During my recent U.K. trip, while doing VSee calls all day long, it was IM and Chatter that I depended on the most to keep in touch with my coworkers. Those tools in addition to one-click video calling were critical for my informal interactions–those casual conversations that are so important for building rapport and keeping in the know. In the face-to-face world, this can be anything from saying “hi” to a coworker on your way to the espresso machine to swinging by your manager’s office to double check a work order.
Many studies have documented the essential role of casual conversations in the workplace. One study estimated that 25-70% of work time is spent in face-to-face interactions, of which 30% may consist of casual conversations. These unplanned meetings are so critical that another study found that people were actually less productive and less able to carry out their jobs when casual conversations were not possible.
It turns out that these informal chats are not just important for socio-emotional reasons like finding out who always has the latest gossip, learning that you should always root for Cal instead of Stanford, building team rapport, and creating all those other warm fuzzies necessary to make work meaningful and enjoyable. They are, in fact, the vehicle for doing work like showing someone how to do something, coordinating collaborative work, resolving issues, stimulating new ideas, making quick decisions, checking up on people in a non-intrusive way, and building trust needed for productive work to happen.
Today, however, many people don’t even work in the same country as their coworkers, much less the same office, and the number of these geographically distributed work systems are growing.

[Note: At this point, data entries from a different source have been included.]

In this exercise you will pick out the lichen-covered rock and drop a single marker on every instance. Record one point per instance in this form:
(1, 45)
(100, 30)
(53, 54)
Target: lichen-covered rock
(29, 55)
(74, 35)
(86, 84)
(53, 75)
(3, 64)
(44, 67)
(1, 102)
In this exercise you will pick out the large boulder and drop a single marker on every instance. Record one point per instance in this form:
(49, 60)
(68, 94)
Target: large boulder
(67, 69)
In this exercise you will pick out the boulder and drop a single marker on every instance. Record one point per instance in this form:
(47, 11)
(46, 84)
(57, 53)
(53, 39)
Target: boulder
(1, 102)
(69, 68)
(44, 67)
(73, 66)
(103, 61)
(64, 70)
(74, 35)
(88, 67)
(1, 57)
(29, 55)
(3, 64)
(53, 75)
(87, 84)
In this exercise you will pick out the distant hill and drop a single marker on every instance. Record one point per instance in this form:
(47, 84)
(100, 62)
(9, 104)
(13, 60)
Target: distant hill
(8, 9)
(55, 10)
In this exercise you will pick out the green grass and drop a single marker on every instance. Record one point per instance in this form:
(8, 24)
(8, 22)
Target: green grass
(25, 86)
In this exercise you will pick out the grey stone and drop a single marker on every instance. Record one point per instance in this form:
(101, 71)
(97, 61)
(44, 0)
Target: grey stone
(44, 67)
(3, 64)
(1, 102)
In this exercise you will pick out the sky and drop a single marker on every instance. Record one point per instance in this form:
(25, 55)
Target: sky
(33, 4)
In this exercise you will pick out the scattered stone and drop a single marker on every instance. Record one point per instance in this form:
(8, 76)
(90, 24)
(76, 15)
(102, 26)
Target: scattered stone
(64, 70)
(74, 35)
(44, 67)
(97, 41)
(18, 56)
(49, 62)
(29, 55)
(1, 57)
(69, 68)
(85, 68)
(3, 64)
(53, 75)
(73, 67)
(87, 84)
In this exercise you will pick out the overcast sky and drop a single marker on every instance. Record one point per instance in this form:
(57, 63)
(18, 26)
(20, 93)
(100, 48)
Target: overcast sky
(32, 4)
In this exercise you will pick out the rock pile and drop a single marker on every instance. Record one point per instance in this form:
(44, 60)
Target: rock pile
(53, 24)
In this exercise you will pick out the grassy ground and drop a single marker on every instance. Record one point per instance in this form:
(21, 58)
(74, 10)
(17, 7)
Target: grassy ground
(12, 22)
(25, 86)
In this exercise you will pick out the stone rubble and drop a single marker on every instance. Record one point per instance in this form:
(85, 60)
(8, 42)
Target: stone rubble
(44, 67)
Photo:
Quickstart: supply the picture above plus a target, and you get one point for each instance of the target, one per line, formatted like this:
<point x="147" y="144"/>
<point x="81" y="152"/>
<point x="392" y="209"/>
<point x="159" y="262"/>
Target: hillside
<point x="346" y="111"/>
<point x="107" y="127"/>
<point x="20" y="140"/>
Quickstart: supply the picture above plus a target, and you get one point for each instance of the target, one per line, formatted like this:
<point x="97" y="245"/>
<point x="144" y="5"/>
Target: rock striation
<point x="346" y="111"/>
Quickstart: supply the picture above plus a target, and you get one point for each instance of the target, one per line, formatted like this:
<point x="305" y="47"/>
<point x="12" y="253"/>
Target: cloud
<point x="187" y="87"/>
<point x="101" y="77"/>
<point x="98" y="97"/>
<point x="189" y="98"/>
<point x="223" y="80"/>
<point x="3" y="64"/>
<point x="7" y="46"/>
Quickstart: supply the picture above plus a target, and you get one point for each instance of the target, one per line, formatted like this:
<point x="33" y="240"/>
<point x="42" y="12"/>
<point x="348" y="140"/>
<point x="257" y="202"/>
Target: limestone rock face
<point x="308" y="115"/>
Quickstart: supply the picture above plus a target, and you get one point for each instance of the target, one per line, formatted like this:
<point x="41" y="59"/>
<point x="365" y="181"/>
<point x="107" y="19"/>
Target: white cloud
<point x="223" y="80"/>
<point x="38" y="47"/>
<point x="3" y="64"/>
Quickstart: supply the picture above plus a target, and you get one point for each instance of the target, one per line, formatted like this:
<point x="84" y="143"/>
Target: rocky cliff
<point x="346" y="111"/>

One researcher claims that, in software development at least, traditional face-to-face meetings are essentially dead as the main means of communication and coordination. Undoubtedly, the inability to have these informal interactions will impact collaborative efforts.
Video chatting has rapidly become one way to overcome these distance barriers. While it doesn’t replicate all these casual interactions, it does make a huge difference and is already an essential communication tool in many companies. However, don’t get too excited if you’re using a traditional video conferencing system such as Cisco, Polycom, and Tandberg. Research has found that these pretty much only work for scheduled meetings instead of the casual ad hoc encounters that come up throughout the day. The good news is that you can use videoconferencing systems (like VSee :)) that are less expensive and that do make possible these important impromptu conversations wherever you are.
Great points Milton. I look forward to your next posts.
In the last company I worked at, we used a combination of scheduled and ad hoc collaborative tools to aid team affinity. Along with corporate-IM, e-mail, VoIP and GoToWebinar, I set up what I called a virtual window between our Cleveland, OH office and our Gurgaon India office using wall mounted 50″ monitors and cameras at both sites – arranged to give the impression of furthering the length of our offices by visually connecting both offices. I even had matched throw rugs on the floors of both offices under the camera/monitor set ups to give the impression of a continuous floor. A bit cheesy, but actually effective. For audio we used an always-connected VoIP conference line utilizing the polycom IP phones’ speakerphone mode on everyone’s desk. When you needed to make or receive a call, the phone switched lines – then returned to the office-to-office conference line by default.
This allowed us to achieve a substantive connection beyond conference calls and a closer ties with co-workers we only previously knew by voice, IM or e-mail.
VSee would have been a better solution as our Gurgaon office’s IP connection quality was “variable”.
That’s going all out–matching the floor patterns for both offices!